I recently had the incredible opportunity to deliver the keynote presentation at the Paris School of Business’ symposium on Entrepreneurial Research: Past, Present and Future. First, I’d like to again thank the school for this experience and my gracious host, Dr. Adnane Maalaoui, for introducing me to his students and giving this first-timer a glimpse of Paris.
I had promised to share what I learned at the symposium, and I will attempt to give you the highlights. I found that there is tremendous research being done by doctoral students who want to make an impact on entrepreneurship education as well as to share the work of the researchers who came before them. (Interestingly, entrepreneurship as a research field has only existed for the past 30 to 50 years.) The students at the Paris School of Business and affiliated universities in Europe provided a look into the future of entrepreneurship education during the symposium, and it is bright:
- The educational ecosystems is vibrant with dedicated students and educators sharing and building on entrepreneurship research;
- Students globally continue to be interested in entrepreneurship, but the ecosystem isn’t developed enough to deal with failure and risk in many regions;
- It is important to remember that although at MIT we focus on innovation-driven entrepreneurship, there are entrepreneurs around the world creating small sustainable business that support families and change the lives of many (but are not necessarily innovation-driven);
- Current cases taught to students could be updated to better reflect the changing entrepreneurial ecosystem;
- Financing ventures continues to be a struggle particularly outside the USA;
- Food and wine can be enhanced by rigorous debate, even in France;
- The Eiffel Tower is even beautiful in the rain, as I learned from our final night with a dinner cruise on the Seine with students and faculty.

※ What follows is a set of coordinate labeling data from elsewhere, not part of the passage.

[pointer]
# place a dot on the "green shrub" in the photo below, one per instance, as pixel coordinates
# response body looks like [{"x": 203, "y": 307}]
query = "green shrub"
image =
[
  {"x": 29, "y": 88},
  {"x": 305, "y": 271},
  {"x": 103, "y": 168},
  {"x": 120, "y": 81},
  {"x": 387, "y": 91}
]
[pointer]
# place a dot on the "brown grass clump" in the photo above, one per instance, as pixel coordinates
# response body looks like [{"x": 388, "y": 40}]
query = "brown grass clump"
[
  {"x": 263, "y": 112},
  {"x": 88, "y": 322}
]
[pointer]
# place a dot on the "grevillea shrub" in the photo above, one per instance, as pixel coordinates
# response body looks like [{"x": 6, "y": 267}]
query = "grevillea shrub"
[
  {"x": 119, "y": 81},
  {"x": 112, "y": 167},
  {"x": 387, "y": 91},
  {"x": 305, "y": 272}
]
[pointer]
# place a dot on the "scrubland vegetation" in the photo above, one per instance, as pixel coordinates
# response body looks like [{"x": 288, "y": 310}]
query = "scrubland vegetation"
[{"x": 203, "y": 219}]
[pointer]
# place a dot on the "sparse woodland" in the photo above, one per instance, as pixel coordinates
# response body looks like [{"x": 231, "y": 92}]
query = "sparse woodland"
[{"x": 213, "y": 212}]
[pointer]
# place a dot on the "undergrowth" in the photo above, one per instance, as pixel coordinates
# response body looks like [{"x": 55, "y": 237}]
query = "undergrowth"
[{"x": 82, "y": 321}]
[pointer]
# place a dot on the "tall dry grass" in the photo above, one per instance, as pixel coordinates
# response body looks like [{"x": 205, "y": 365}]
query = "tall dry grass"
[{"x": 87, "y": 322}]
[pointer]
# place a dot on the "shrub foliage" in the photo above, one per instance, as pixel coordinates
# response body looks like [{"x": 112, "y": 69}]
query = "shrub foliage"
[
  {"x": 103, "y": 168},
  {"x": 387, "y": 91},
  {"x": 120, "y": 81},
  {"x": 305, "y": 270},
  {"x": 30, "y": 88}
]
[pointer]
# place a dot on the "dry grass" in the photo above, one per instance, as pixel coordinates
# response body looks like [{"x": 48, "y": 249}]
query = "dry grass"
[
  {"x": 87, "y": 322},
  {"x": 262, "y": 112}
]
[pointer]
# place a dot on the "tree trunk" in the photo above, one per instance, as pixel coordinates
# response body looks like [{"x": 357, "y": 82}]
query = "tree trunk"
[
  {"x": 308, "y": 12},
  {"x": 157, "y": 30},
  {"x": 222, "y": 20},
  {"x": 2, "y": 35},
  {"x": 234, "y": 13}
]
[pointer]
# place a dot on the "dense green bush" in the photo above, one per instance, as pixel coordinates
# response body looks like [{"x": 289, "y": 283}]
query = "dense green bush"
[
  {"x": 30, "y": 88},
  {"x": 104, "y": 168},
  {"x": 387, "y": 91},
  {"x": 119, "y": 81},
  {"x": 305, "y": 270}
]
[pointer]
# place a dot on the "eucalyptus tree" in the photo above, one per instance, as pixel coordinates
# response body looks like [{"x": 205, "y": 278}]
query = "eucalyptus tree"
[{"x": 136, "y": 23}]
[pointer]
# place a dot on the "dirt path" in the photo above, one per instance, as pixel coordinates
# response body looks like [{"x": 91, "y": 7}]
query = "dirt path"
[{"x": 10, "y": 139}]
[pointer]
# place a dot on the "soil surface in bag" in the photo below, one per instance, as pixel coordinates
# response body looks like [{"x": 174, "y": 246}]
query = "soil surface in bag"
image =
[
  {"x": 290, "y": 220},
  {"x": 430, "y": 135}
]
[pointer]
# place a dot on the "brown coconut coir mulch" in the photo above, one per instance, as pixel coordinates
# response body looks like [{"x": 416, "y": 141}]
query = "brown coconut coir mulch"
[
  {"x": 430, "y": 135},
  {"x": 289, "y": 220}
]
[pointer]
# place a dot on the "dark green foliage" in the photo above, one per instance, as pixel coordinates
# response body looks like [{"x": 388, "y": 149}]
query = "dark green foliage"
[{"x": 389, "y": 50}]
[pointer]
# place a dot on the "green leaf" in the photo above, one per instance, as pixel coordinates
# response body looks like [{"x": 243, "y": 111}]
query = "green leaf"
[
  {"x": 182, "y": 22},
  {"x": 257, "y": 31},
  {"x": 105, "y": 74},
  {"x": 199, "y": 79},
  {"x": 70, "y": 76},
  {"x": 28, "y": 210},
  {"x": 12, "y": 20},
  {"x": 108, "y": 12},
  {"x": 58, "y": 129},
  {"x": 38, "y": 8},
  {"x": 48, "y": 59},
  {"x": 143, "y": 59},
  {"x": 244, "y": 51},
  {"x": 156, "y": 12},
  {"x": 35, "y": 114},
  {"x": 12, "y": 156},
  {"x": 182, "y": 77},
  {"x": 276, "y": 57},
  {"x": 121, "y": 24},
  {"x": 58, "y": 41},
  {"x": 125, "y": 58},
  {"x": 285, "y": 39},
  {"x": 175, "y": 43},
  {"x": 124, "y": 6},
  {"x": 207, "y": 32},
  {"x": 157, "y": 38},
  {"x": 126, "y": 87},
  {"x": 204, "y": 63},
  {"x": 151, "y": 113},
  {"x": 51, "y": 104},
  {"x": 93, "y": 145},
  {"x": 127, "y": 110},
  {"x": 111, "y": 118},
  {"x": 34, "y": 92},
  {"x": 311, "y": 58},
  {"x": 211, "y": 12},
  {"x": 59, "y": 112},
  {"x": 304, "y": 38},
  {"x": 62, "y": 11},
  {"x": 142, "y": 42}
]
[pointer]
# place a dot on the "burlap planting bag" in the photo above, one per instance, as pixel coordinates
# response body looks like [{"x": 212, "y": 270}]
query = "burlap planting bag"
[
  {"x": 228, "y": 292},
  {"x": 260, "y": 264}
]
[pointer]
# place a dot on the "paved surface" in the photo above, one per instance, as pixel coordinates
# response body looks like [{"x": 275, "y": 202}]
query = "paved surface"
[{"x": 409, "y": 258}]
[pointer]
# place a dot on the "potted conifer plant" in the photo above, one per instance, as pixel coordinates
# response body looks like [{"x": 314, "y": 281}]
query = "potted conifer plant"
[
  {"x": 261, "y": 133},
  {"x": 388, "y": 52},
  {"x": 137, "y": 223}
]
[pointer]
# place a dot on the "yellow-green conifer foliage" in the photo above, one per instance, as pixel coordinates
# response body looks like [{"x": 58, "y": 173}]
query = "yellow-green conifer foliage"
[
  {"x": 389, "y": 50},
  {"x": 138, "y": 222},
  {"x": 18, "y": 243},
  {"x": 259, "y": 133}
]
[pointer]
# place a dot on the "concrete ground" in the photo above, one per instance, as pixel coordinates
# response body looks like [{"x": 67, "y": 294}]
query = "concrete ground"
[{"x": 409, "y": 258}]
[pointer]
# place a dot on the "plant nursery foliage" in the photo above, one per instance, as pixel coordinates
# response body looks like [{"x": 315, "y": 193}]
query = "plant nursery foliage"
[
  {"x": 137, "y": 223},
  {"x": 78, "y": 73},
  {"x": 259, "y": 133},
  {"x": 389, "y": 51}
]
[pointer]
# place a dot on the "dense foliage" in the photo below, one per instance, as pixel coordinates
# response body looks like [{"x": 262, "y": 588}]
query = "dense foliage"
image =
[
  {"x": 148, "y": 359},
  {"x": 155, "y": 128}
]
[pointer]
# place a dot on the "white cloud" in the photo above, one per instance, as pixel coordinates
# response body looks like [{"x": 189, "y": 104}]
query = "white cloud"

As an entrepreneur in a vibrant MIT ecosystem where we teach students through experience, it was inspirational to meet some of the global educators and Ph.D. students who are continually doing research that helps prepare entrepreneurs to make an impact in the world.
When I decided to pursue my doctorate at the University of Pennsylvania, I had already been an entrepreneur and business executive, but I joined UPenn’s Chief Learning Officer program and focused on work-based learning and closing the 21st century skills gap – this led me to my current role at MIT which is all about creating a learning environment for entrepreneurs. The Ph.D. students and faculty I met in Paris are developing competencies in new venture development, resource management, micro, social and strategic entrepreneurship using analytics/statistics to evaluate interventions and outcomes based on those responses. I was able to connect with so much of their research both on an academic and practical level.
Another exciting development for French entrepreneurship was the election of President Emanuel Macron on May 7, just before the start of the symposium. President Macron ran on a platform to make France globally competitive and is enthusiastic about startups in France. Macron’s pro-technology and pro-entrepreneurship views are discussed in this article and this TechCrunch interview conducted at the Consumer Electronics Show in January Las Vegas, attended by 190 French startups (at the time, Macron was France’s Economy Minister). It will be interesting to watch how the French startup ecosystem progresses under this new president.
I’m also sharing some resources that may be of interest:
- My presentation from the Symposium:
How Paris & Boston can learn from each other’s Entrepreneurship Communities,
by Trish Cotter
- A presentation by Bill Aulet, Managing Director of the Martin Trust Center for MIT Entrepreneurship that also shares ideas on:
The Past, Present and Future of Entrepreneurship Education, by Bill Aulet
- Great accounts to follow on Twitter:
Paris School of Business @PSBeduParis, Grenoble Ecole de Management @Grenoble_EM, and Ecole de Commerce @EDCofficiel (The first is in in English, the second two are in French – but Twitter has a handy translate button.)
Also, make sure you are following the Martin Trust Center at MIT … @EshipMIT !
In closing, I’ll share the words of Jean-Baptiste Say the French economist who first coined the word “entrepreneur” around the year 1800:
“The entrepreneur shifts economic resources out of an area of lower and into an area of higher productivity and greater yield.”
Bonne chance to all of our entrepreneurs!